We had a haiku on Monday from David J. Kelly which was a change for us but I felt that the minimalism of the piece expressed the horror of the situation without overwhelming the sense that this sort of crime has to stop.
This sense carried on in "Fairies Hanging" by Usha Kishore on Thursday which was a more detailed and graphic depiction which served to emphasise the animal barbarity of the attack.
It is time for men to grow up, treat other people as human beings and use their strengths for the betterment of the world. Be that unpopular guy who says "This is not right" and effect the change.
I like poems about poetry such as "So You Call This Poetry" on Tuesday from Thomas Martin. These were interesting points that Paxman raised and poets should not be frightened to engage with them. Realising that there isn't a correct answer is the key, however. I liked Thomas' lines about the elements of poetry
Classical allusions and spiritual motifs
Sometimes rhyming, sometimes not.
Contrived metaphors, laboured similes,
Wednesday's poem "Peace for Homs" by Wendy Nicholson detailed the pointlessness of war which is still playing out. The poem has the striking image in of the clock tower in Homs keeping the time while the chaos continues.

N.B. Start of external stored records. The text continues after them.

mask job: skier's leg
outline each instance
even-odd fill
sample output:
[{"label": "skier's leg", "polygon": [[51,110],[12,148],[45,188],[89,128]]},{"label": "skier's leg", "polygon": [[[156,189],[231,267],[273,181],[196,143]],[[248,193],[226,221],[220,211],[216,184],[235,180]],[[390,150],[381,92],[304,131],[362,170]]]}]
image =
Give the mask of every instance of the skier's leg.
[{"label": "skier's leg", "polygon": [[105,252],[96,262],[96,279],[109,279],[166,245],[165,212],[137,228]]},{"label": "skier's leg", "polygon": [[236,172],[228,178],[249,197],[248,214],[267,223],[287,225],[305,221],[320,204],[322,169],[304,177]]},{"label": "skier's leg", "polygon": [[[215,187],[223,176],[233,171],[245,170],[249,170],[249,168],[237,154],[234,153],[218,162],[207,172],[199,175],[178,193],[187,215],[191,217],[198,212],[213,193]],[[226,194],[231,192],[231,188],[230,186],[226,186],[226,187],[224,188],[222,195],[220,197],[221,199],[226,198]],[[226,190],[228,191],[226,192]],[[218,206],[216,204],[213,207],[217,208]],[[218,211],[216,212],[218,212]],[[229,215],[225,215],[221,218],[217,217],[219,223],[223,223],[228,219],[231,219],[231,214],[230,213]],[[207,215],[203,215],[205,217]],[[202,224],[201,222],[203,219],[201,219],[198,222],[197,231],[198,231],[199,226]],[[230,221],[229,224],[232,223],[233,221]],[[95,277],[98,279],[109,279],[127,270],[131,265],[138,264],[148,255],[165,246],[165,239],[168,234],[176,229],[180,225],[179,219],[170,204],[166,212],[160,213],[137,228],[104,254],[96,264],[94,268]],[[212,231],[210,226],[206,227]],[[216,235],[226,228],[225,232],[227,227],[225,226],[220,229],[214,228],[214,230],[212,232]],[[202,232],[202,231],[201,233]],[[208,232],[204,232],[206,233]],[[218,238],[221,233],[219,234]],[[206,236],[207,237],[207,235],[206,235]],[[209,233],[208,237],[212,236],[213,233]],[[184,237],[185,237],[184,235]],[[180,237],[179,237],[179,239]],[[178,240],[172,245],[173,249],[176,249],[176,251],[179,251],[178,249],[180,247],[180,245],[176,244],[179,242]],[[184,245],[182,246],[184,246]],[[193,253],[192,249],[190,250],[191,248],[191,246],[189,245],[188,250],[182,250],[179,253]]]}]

The iconic clock tower no longer keeps time
standing tall in the rubble as if to define
the Old Quarter of Homs
Our poem for the D-Day commemoration was "D-Day" by Maurice Devitt which outlines the fears and uncertainty those people faced and the gains we made by their efforts. The second stanza talking about the struggles the soldiers had can also serve as a description of much of life.
With the comfort of distance
you will recall
how we trudged
through a darkness
not our own
I hope you all have a good week, keep sending in the poems. There's still plenty to write about.